In the paper
The volume of a small geodesic ball in a Riemannian manifold, Michigan Mathematical Journal 20 (1973), doi: 10.1307/mmj/1029001150
A. Gray proved the following result:
Let $M$ be a Riemannian manifold of dimension $n$ with positive scalar Ricci curvature at $x \in M$. If $R$ is a sufficiently small real number, calling $B(x, \, R)$ a geodesic ball of radius $R$ centered at $x$, we have $$\mathrm{vol} \,(B(x, \, R)) \leq C R^n,$$ where $C$ is a constant depending only on $n$.
My question involves balls of sufficiently big radius, instead of sufficiently small one.

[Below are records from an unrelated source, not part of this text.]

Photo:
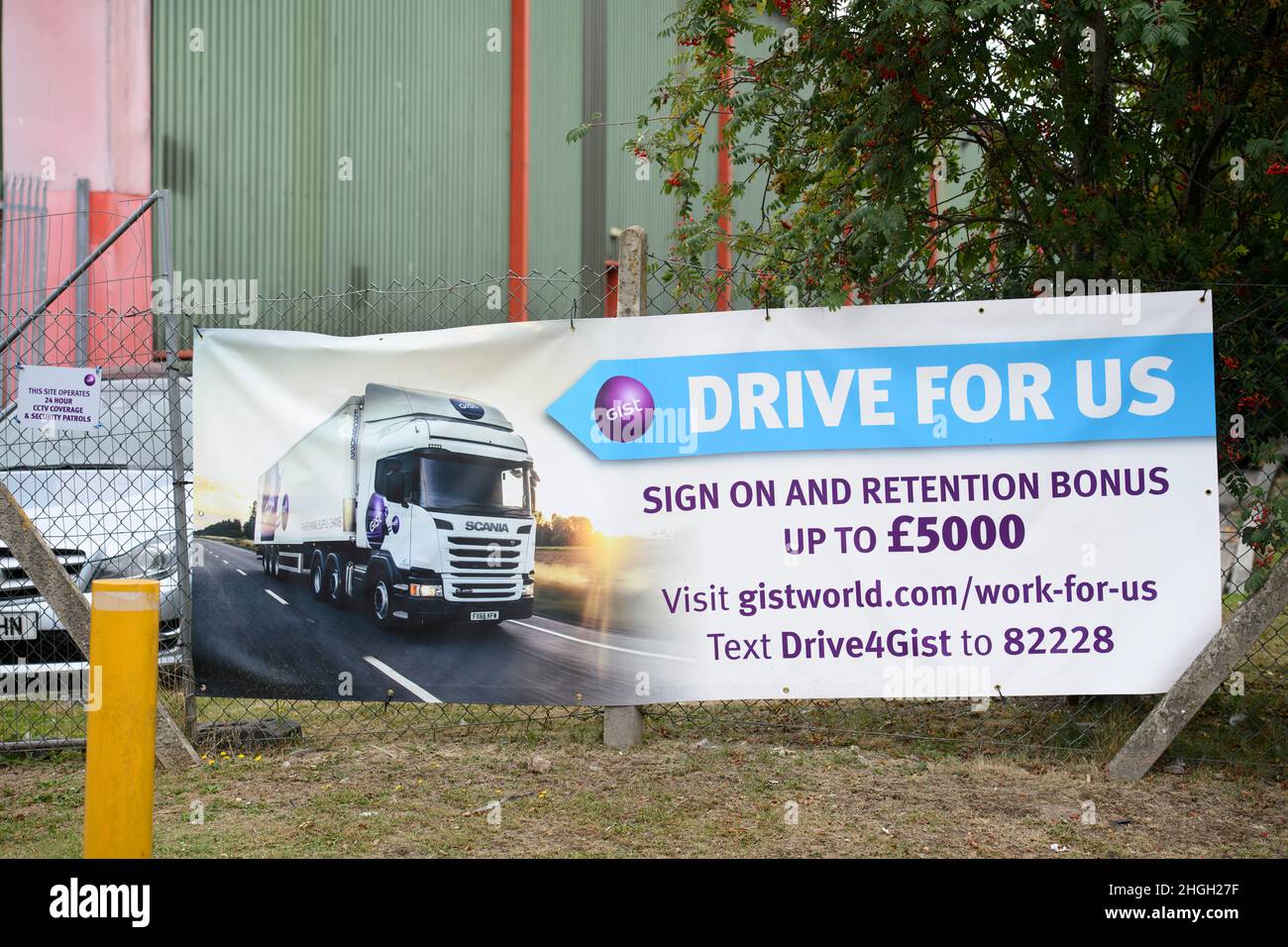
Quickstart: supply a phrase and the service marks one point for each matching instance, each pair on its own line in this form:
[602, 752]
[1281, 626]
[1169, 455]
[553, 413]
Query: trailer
[416, 504]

In other words, let me as what follows:
Let $M \subset \mathbb{R}^N$ be an (unbounded) embedded submanifold of dimension $n$. Under which conditions on $M$ and $x \in M$ it is possible to find constants $C$ and $\gamma$ such that $$\mathrm{vol} \,(B(x, \, R)) \leq C R^{\gamma}$$ for all $R >>0$?
I am not an expert on differential geometry, so I apologize in advance if my formulation of the problem is not optimal, or if the answer turns out to be somehow trivial.
Any reference to the relevant literature will be greatly appreciated.